Menurut teori pembelajran kontekstual, pembelajaran terjadi hanya ketika
siswa (peserta didik) memproses informasi atau pengetahuan baru sedemikian rupa
sehingga dapat terserap kedalam benak mereka dan mereka mampu
menghubungannya dengan kehidupan nyata yang ada di sekitar mereka. Pendekatan
ini mengasumsikan bahwa pikiran secara alami akan mencari makna dari hubungan
individu dengan linkungan sekitarnya.
Berdasarkan pemahaman di atas, menurut metode pembelajaran kontekstual
kegiatan pembelajaran tidak harus dilakukan di dalam ruang kelas, tapi bisa di
laboratorium, tempat kerja, sawah, atau tempat-tempat lainnya.
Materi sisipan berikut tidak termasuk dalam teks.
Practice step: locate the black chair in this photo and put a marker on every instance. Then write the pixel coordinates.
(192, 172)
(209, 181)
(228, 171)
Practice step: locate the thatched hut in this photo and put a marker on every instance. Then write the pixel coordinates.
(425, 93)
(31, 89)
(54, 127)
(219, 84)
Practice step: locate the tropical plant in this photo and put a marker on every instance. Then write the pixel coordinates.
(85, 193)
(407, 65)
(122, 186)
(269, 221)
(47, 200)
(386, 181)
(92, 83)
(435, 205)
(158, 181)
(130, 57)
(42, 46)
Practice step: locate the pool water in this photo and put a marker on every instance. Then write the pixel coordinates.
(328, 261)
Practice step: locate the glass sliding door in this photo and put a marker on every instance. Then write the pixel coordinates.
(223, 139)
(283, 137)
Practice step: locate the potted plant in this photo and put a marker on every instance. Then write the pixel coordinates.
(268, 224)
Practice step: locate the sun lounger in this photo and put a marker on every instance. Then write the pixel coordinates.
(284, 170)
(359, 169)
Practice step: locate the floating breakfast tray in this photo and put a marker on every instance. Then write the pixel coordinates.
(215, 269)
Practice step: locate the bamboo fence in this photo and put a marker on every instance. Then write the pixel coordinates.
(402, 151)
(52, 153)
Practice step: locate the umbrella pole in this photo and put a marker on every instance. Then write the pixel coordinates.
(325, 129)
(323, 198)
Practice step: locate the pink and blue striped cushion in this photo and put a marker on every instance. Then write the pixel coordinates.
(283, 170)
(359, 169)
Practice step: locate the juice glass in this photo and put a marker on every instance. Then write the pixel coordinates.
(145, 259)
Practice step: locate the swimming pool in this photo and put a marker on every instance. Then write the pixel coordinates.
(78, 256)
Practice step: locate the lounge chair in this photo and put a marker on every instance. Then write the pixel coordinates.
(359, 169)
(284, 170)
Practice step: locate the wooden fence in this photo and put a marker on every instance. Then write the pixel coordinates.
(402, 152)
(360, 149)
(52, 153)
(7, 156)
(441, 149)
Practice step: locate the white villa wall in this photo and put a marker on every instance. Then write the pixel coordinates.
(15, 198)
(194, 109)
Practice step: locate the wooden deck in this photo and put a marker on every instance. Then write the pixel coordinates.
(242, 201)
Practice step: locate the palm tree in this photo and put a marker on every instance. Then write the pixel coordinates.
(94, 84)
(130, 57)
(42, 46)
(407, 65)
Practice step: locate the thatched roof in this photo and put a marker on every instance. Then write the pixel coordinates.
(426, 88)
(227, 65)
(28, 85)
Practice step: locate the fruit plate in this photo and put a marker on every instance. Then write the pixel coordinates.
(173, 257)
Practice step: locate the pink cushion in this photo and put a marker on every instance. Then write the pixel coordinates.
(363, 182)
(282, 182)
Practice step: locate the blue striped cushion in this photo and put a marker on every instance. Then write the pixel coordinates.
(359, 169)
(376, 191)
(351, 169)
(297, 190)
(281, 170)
Mengharuskan
pendidik (guru) untuk pintar-pintar memilih serta mendesain linkungan belajar yang
betul-betul berhubungan dengan kehidupan nyata, baik konteks pribadi, sosial,
budaya, ekonomi, kesehatan, serta lainnya, sehingga siswa memiliki pengetahuan/
ketrampilan yang dinamis dan fleksibel untuk mengkonstruksi sendiri secara aktif
pemahamannya.
B. Prinsip-prinsip CTL
Dengan menerapkan CTL tanpa disadari pendidik telah mengikuti tiga prinsip
ilmiah modern yang menunjang dan mengatur segala sesuatu di alam semesta, yaitu:
1) Prinsip Kesaling-bergantungan, 2) Prinsip Diferensiasi, dan 3) Prinsip
Pengaturan Diri.
Prinsip kesaling-bergantungan mengajarkan bahwa segala sesuatu di alam
semesta saling bergantung dan saling berhubungan. Dalam CTL prinsip kesaling-
bergantungan mengajak para pendidik untuk mengenali keterkaitan mereka dengan
pendidik lainnya, dengan siswa-siswa, dengan masyarakat dan dengan lingkungan.
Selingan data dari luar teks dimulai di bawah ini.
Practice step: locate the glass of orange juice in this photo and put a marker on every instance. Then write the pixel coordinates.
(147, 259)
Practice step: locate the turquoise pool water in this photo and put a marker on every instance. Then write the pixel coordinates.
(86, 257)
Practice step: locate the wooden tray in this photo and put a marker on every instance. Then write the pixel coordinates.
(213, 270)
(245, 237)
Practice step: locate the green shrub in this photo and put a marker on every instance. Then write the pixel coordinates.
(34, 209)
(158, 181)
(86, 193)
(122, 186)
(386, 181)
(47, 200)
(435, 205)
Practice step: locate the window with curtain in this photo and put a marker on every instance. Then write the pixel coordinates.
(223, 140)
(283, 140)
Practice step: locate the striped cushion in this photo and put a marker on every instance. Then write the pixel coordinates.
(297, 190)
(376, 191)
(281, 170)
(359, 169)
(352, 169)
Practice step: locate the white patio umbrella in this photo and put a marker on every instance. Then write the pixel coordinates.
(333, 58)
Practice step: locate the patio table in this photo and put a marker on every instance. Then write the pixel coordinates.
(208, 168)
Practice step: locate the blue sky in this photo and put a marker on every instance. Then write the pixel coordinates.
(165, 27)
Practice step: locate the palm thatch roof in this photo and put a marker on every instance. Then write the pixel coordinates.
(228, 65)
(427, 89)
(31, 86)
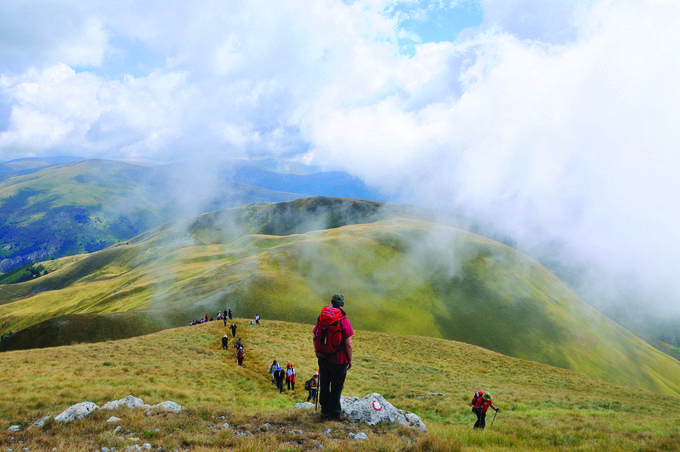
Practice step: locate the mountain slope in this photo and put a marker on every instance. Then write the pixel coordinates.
(541, 407)
(400, 274)
(87, 206)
Prinsip kesaling-bergantungan mengajak siswa untuk saling bekerjasama, saling
mengutarakan pendapat, saling mendengarkan untuk menemukan persoalan,
merancang rencana, dan mencari pemecahan masalah. Prinsipnya adalah menyatukan
pengalaman-pengalaman dari masing-masing individu untuk mencapai standar
akademik yang tinggi.
Prinsip diferensiasi merujuk pada dorongan terus menerus dari alam semesta
untuk menghasilkan keragaman, perbedaan dan keunikan. Dalam CTL prinsip
diferensiasi membebaskan para siswa untuk menjelajahi bakat pribadi, memunculkan
cara belajar masing-masing individu, berkembang dengan langkah mereka sendiri.
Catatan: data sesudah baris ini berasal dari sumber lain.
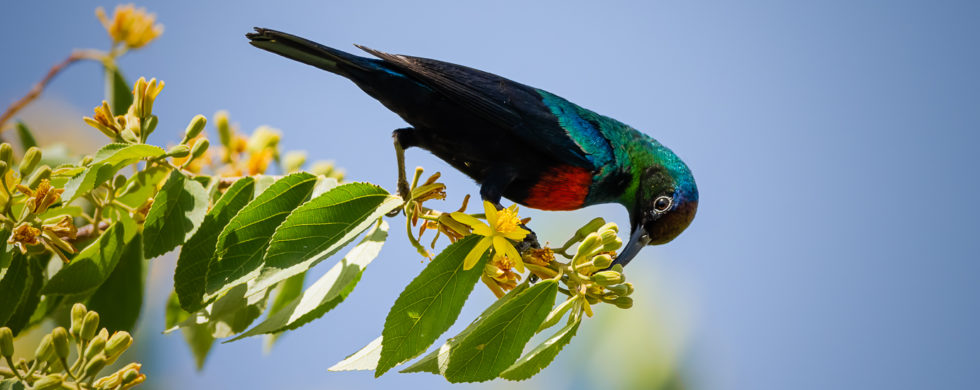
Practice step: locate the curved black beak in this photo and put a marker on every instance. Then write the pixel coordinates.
(638, 240)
Disini para siswa diajak untuk selalu kreatif, berpikir kritis guna menghasilkan sesuatu
yang bermanfaat.
Prinsip pengaturan diri menyatakan bahwa segala sesuatu diatur,
dipertahankan dan disadari oleh diri sendiri. Prinsip ini mengajak para siswa untuk
mengeluarkan seluruh potensinya. Mereka menerima tanggung jawab atas keputusan
dan perilaku sendiri, menilai alternatif, membuat pilihan, mengembangkan rencana,
menganalisis informasi, menciptakan solusi dan dengan kritis menilai bukti.
Selanjutnya dengan interaksi antar siswa akan diperoleh pengertian baru, pandangan
baru sekaligus menemukan minat pribadi, kekuatan imajinasi, kemampuan mereka
dalam bertahan dan keterbatasan kemampuan.
C. Bentuk Pembelajaran Berdasarkan CTL
Kurikulum dan pengajaran yang didasarkan pada strategi pembelajaran
kontekstual harus disusun untuk mendorong lima bentuk pembelajaran penting:
Mengaitkan, Mengalami, Menerapkan, Kerjasama, dan Mentransfer (Nurhadi, 2002).
MENGAITKAN: Belajar dalam konteks pengalaman hidup, atau mengaitkan.
Guru menggunakan strategi ini ketia ia mengkaitkan konsep baru dengan sesuatu yang
sudah dikenal siswa. Jadi dengan demikian, mengaitkan apa yang sudah diketahui
siswa dengan informasi baru. Kurikulum yang berupaya untuk menempatkan
pembelajaran dalam konteks pengalaman hidup harus bisa membuat siswa
memperhatian kejadian sehari-hari yang mereka lihat, peristiwa yang terjadi di sekitar,
atau kondisi-kondisi tertentu, lalu mengubungan informasi yang telah mereka peroleh
dengan pelajaran kemudian berusaha untuk menemukan pemecahan masalah terhadap
permasalahan tersebut.
MENGALAMI: Belajar dalam konteks eksplorasi, mengalami. Mengalami
merupakan inti belajar kontekstual dimana mengaitkan berarti menghubungkan
informasi baru dengan pengelaman maupun pengetahui sebelumnya. Belajar dapat
terjadi lebih cepat ketika siswa dapat memanipulasi peralatan dan bahan-bahan dan
untuk melakukan bentuk-bentuk penelitian aktif.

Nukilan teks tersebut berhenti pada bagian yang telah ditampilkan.